Pamela C. Anderson, a retired mathematics assistant at East Hampton High School who coached gymnastics, softball, basketball, volleyball, and a champion bowling team, died at home in East Hampton on Sunday. The cause was cancer. Mrs. Anderson, who was 68, had been ill for just six weeks.
She began her career at East Hampton High School as a hall monitor but finished in the math department, along the way coaching a gymnastics team that was eventually inducted into the school’s athletics hall of fame and a bowling team that became league champions.
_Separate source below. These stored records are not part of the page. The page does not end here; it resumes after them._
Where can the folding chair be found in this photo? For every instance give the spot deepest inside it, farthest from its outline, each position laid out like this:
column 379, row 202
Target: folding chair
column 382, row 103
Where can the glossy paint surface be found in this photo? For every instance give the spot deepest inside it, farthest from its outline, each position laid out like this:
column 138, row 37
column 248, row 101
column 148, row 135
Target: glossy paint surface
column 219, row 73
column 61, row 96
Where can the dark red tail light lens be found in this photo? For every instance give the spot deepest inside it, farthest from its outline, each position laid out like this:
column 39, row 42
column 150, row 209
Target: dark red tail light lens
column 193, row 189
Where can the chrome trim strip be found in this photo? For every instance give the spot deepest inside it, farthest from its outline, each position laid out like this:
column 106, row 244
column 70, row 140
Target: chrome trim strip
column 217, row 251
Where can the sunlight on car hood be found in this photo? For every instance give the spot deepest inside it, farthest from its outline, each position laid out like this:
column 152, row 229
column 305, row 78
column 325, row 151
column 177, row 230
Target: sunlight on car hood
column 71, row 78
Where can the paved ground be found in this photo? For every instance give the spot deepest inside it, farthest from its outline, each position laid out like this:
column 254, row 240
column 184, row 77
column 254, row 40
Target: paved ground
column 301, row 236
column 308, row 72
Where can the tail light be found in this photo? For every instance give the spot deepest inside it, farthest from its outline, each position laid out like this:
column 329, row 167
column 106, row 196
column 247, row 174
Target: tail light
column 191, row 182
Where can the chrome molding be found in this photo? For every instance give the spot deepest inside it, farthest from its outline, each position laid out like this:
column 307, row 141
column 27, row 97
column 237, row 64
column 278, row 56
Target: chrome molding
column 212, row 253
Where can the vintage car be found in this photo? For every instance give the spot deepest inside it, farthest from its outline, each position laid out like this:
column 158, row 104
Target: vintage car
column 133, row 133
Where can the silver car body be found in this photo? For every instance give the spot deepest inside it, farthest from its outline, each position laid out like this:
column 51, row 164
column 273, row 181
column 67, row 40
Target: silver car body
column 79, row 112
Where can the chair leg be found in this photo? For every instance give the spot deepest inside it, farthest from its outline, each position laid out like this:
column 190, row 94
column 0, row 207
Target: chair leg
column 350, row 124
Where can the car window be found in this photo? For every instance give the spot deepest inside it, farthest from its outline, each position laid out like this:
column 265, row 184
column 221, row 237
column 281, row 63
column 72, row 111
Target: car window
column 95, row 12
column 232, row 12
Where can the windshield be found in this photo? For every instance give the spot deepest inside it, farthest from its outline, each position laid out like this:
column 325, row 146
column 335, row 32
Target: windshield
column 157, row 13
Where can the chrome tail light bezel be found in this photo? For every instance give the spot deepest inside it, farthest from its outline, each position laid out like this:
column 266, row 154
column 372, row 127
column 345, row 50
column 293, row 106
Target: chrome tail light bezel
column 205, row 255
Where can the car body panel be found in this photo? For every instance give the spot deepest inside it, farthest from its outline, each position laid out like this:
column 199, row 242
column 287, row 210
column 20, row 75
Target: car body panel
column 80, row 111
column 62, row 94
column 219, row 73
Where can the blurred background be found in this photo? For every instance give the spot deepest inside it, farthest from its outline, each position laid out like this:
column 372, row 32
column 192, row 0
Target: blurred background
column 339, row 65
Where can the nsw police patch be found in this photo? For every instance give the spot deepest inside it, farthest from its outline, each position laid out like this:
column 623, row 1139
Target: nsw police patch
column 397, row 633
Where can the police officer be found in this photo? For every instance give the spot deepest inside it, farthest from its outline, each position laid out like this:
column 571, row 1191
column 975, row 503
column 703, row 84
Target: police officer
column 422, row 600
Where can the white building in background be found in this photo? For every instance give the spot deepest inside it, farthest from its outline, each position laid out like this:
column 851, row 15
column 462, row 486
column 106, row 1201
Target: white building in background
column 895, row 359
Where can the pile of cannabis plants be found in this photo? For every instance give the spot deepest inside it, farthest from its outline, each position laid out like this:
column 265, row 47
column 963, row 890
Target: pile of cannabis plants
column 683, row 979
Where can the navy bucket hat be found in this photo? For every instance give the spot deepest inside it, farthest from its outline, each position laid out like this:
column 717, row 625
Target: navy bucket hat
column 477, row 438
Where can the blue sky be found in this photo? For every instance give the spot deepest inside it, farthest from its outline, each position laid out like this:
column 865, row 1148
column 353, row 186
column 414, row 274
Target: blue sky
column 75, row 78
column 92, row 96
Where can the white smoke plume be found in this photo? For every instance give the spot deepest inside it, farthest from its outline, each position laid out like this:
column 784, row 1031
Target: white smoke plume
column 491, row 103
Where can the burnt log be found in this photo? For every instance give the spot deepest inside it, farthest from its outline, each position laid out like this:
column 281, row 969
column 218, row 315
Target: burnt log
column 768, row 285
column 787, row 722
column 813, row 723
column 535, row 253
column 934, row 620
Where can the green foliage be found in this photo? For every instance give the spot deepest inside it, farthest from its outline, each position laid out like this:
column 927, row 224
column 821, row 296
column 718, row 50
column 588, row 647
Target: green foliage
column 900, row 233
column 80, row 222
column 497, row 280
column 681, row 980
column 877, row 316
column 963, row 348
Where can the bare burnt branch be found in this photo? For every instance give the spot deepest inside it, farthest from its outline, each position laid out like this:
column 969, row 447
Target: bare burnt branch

“She loved everybody no matter who they were or where they came from,” said her daughter Melanie Anderson.
Mrs. Anderson was born at Southampton Hospital on July 23, 1953, to Anthony P. Cangiolosi and the former Molly Welker. She grew up on Accabonac Road here and married her high school sweetheart, Herbert Keith (Smokey) Anderson III, on Aug. 8, 1975. In high school she was an all-around athlete and earned the school’s Gold Key award.
The Andersons had been together since 1966 and both earned their bachelor’s degrees from Tusculum College in Tennessee.
They built a house on Accabonac Road, on what was known as the Cangiolosi Compound, where they raised three daughters. In addition to her love of sports, Mrs. Anderson was an animal lover and enjoyed board games, puzzles, and arts and crafts. She also enjoyed the beach, especially Indian Wells in Amagansett and the Napeague spot known as Truck Beach, and was happy doing “anything as long as she was holding Smokey’s hand,” her family wrote.
Mr. Anderson survives, as do her daughters, Jennifer Corbin of Weaverville, N.C., Melanie Anderson of East Hampton, and Bridget Sokolowski of Sag Harbor. She also leaves five grandchildren whom she adored, Walker and Lauren Corbin and Emma, Abigail, and Frank Sokolowski Jr., and her brothers James and Ricky Cangiolosi of East Hampton.
She was a member of St. Luke’s Episcopal Church here.
The family received visitors yesterday at the Yardley and Pino Funeral Home in East Hampton, and a service followed at the American Legion Hall in Amagansett, with her husband’s cousin, the Rev. Lawrence McErlean, officiating.
He family suggested donations to East End Hospice, P.O. Box 1048, Westhampton Beach 11978, or to the Molly Cangiolosi Scholarship Fund, in care of Isabel Madison, 4 Long Lane, East Hampton 11937.